NERA was engaged by the Carbon Utilization Research Council (CURC) and ClearPath Foundation to evaluate the potential deployment of carbon capture within the US power sector for use with EOR. NERA examined how reducing the cost of carbon capture via a research, development, and deployment (RD&D) program can enable new coal and natural gas power projects for use with EOR using its NewERA electricity sector model, a linear programming dispatch and long-term capacity planning model for the US electricity sector. A total of eight scenarios were developed structured around different assumptions regarding economic growth, fuel prices, and RD&D levels relating to carbon capture technology. For each of these scenarios, the study projected electric sector capacity and generation by technology, cumulative CO2 delivered to various EOR basins, and state-level delivered electricity rates.

NERA added functionality to the model to better evaluate potential CCS deployment, while also representing EOR basin limits. These included:

  • Multiple vintages of coal, combined cycle, coal with CCS, and combined cycle with CCS, with declining costs and heat rates over time.
  • An adder on the costs of capital for new coal and combined cycle builds without CCS to simulate the risk of a new, uncontrolled unit becoming subject to carbon emission regulation during its useful life.
  • “Post-combustion” carbon capture retrofits as an option to existing coal-fired generators in the model, with the cost and performance characteristics of the retrofit provided by CURC and ClearPath.
  • A credit derived from CO2 sales for EOR that was developed based on the crude oil price in the various scenarios and varying over time, and the inclusion of the section “45Q tax credit” for carbon capture projects in select years.
  • Updated transport costs from states to EOR basins and annual, cumulative limits on CO2 demand by EOR basin.

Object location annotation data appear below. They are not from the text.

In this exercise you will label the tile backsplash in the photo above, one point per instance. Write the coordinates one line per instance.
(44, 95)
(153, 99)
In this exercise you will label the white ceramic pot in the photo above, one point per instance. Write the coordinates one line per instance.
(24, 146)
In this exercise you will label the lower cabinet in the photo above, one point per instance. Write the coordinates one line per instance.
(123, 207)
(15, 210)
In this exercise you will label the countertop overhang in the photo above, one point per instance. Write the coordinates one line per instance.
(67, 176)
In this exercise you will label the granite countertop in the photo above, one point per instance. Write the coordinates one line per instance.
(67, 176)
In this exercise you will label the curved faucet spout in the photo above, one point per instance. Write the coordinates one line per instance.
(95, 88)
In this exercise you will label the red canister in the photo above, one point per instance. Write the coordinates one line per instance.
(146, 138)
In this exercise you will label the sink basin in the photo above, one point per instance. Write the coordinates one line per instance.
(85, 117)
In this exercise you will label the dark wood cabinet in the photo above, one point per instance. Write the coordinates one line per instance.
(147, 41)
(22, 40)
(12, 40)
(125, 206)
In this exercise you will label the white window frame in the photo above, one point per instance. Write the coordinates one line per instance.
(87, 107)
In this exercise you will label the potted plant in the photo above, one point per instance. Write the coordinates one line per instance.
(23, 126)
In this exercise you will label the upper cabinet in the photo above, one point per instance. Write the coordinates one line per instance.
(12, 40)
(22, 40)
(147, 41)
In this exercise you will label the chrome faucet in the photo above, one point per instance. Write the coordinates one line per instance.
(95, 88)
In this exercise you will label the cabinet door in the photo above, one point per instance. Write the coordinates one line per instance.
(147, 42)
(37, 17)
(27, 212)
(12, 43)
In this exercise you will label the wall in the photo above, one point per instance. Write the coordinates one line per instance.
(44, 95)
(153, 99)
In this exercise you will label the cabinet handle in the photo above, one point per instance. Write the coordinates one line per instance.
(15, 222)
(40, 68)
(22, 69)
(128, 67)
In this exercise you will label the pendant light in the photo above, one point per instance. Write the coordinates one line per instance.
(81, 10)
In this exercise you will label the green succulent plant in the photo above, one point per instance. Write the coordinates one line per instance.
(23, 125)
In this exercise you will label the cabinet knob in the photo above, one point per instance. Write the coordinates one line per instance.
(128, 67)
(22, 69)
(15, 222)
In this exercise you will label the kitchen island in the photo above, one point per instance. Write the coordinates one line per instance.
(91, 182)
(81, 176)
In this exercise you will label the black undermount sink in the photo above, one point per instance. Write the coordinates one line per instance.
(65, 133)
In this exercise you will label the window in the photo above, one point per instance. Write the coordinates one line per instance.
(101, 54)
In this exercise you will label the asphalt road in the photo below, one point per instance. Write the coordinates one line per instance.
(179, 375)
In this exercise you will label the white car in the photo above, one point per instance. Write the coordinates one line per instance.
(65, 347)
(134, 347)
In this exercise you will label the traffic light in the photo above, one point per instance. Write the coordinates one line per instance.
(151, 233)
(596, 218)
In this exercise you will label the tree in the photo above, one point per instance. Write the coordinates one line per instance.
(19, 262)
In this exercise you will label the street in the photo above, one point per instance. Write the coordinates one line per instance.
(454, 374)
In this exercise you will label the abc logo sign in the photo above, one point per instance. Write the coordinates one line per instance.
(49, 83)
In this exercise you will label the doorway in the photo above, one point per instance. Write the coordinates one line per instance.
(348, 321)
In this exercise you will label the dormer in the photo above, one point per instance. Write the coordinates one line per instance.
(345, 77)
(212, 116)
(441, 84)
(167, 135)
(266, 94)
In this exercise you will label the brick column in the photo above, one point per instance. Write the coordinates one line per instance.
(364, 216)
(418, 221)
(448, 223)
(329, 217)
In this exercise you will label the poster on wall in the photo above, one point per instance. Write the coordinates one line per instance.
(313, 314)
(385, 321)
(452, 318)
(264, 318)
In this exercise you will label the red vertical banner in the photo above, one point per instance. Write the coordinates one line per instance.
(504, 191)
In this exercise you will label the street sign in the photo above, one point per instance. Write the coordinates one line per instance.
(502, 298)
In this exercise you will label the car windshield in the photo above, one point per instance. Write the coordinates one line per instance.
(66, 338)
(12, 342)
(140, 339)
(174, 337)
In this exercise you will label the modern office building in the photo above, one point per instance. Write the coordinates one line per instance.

The two variables that dominate the deployment of carbon capture across the various scenarios analyzed are fuel prices and the existence of an aggressive RD&D program. For the scenarios analyzed with higher crude oil and natural gas fuel prices, coal was found to dominate carbon capture deployment throughout the study period, while for the scenarios with lower or base energy prices, natural gas dominates carbon capture deployment. Further, it was noted that projected carbon capture deployment was approximately two to three times as large for a given simulation year after 2030 under an aggressive RD&D program compared to the same year for scenarios with a less aggressive RD&D program. The resulting retail electricity prices were also lower for the scenarios with lower fuel and crude oil prices.